Мы не можем вместить в голову слишком много – нам столько не надо. Будучи приглашенным на прием со столом из ста блюд, вы все их даже не надкусите, будет достаточно, допустим 15. Вот в литературе остаются таких 15, остальные уходят. Причем, дело не всегда в литературном качестве, а в востребованности именно такого настроения, стиля, тематики. Шекспир не был знаменит все 400 лет после смерти, был долгий период забвения. И Баха не так ценили современники, как его ценили в XX веке и сейчас – в XXI. Остаются единицы. И это трагично для тех, кто не остается.

– Вы читаете лекции по современной русской литературе в зарубежных университетах. Какой Вы ее видите?

– У меня есть довольно кратко записанная лекция, прочитанная в Пекинском университете в 2007 году. Это как раз обзор современной русской литературы. Она входит в книгу «Перпендикуляр».

Если кратко: есть литература женская, как правило, коммерческая – это Полякова, Устинова, Донцова. Есть некоммерческая, скажем, Людмила Улицкая и Дина Рубина проходят по ведомству всемирных писателей. И Дашкова – писатель достаточно серьезный, в Германии ее много переводят. Основные читательницы такой литературы – женщины из группы, которую социологи и маркетологи называют «50+», то есть женщины после 50, как правило, с высшим образованием или склонностью к оному.

Мужская коммерческая литература – это Бушков, Корецкий. Акунин, наверное, – и для мужчин, и для женщин. Это литература хоть и коммерческая, но очень высокого качества. Ее можно читать, не боясь испортить вкус. Что касается некоммерческой, условно говоря, постмодернистской литературы – это Сорокин, Пелевин и другие, примыкающие к ним. Есть универсал Дмитрий Быков, околонародник из нацболов Захар Прилепин, знаменитый плетеными словесами Иличевский. Здесь я ничего нового не скажу – вы их и так знаете.

– Вы упомянули постмодернистских авторов. Как Вы к ним относитесь?

– Я думаю, что это разовые экзерсисы, потому что изображение жизни не в ее формах возможно, пока человек имеет представление о самой жизни. Это как в живописи. Она впереди прочих родов искусств в освоении новых пространств, поскольку 95% информации мы получаем через зрение. Пока есть реалистическая живопись – она может называться романтизмом, классицизмом, неоклассицизмом – можно играть на ее отрицании, переиначивании. Если ее нет, все модернизмы и постмодернизмы мгновенно теряют смысл. Если бы Пиросмани со своими картинами на клеенках явился не в 1900 году, а в 1600-м, его бы отправили учиться рисовать. Все это могло появиться только тогда, когда реализм достиг вершин и выработал все возможные формы.

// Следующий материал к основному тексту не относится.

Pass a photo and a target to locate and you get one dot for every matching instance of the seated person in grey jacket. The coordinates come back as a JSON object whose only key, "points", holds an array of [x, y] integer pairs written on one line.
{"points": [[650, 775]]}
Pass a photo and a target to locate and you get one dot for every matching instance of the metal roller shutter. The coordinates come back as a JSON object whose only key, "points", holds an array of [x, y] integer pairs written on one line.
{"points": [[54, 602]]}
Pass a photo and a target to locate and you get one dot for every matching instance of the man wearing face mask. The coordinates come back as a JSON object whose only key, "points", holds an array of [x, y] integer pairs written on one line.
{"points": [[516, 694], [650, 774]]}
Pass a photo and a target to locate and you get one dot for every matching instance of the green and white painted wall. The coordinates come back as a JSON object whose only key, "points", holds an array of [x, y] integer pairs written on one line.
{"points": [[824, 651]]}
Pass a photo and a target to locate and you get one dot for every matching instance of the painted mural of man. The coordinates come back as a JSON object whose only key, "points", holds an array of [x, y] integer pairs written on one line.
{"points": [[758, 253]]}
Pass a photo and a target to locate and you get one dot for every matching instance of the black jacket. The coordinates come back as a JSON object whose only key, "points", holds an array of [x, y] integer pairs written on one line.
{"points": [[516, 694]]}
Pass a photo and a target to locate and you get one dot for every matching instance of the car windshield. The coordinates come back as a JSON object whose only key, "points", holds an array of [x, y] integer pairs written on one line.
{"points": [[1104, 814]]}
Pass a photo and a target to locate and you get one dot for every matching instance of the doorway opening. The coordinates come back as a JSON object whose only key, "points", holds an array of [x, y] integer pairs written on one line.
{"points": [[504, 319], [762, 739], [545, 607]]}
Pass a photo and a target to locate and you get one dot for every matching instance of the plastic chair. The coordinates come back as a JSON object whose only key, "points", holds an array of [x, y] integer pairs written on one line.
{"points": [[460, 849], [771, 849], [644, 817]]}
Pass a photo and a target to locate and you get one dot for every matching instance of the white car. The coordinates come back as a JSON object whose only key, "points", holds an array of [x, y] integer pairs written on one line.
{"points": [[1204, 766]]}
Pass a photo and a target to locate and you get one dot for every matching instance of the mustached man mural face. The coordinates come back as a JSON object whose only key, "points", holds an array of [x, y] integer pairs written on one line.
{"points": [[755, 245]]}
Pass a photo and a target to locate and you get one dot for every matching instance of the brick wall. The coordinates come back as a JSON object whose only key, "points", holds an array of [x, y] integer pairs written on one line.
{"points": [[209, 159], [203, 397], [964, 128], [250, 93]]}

Вот и в литературе: один раз как взлом существующей традиции это имеет смысл, это свежо, интересно. Но не в двадцатый раз. А поскольку технически это несравнимо проще, искусство превращается в шарлатанство.

– Какой была бы книга Михаила Веллера о Михаиле Веллере?

– Хочется процитировать один кусочек из «Крестного отца» Марио Пьюзо: «Ты слишком высокого мнения обо мне, дружок, – сказал Салоцци. – Мне сейчас пора думать о том, как самому-то выпутаться из этой истории».

Я не задумывался над этим. Год назад вышла книга «Мишахерезада», которая, можно сказать, мемуарная. И то не совсем – книга скорее об эпохе. Одна из четырех частей называется «Трюм» – по названию справочного раздела в учебниках. В ней написано о том, какие были зарплаты, что такое дефицит, что мы читали, какие фильмы смотрели, что такое анкета и что такое было поехать за границу, кого пускали и не пускали... Думаю, человек вне эпохи никого интересовать не может.

Еще есть книжка «Мое дело», где я попытался добросовестно, старательно, вдумчиво написать, как нормальный человек становится более или менее писателем. Эти книги можно считать автобиографическими.

– Вы довольно долго прожили в Эстонии. Как вы оцениваете этот период своей жизни?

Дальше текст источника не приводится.